Les hommes frappés d'ophtalmie sont presque aveugles!
Ils veulent marcher quand même, en dépit de violentes douleurs de tête et de vertiges continuels.
Le 20, une nouvelle tempête, que rien ne faisait prévoir, se déchaîne pendant la nuit, après une marche de treize kilomètres.
La neige tombe avec une telle surabondance, le vent est si glacé, qu'il est impossible de quitter la tente.
Pendant trente heures, les pauvres matelots sont prisonniers dans leurs sacs avec un froid de 36°! Ce repos forcé est très favorable aux hommes atteints d'ophtalmie qui commencent à se rétablir.
Fritz va plus mal. Ses gencives sont ulcérées, fongueuses, et ses dents commencent à se déchausser. Sa faiblesse et son abattement sont extrêmes.
Le docteur ne le quitte pas d'un instant et s'efforce de combattre ces symptômes alarmants.

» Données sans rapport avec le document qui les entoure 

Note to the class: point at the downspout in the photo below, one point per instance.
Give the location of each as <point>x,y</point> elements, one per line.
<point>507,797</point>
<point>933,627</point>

Pour comble de malheur, le pauvre Nick dit Bigorneau, le brave Dunkerquois un peu naïf, mais si bon, se plaint à son tour de douleurs articulaires.
C'est à peine s'il peut se lever pour aider au déblaiement de la tente dont l'entrée est obstruée à chaque instant par des rafales de neige.
Séance tenante, le docteur l'exempte formellement de tout travail, malgré sa résistance.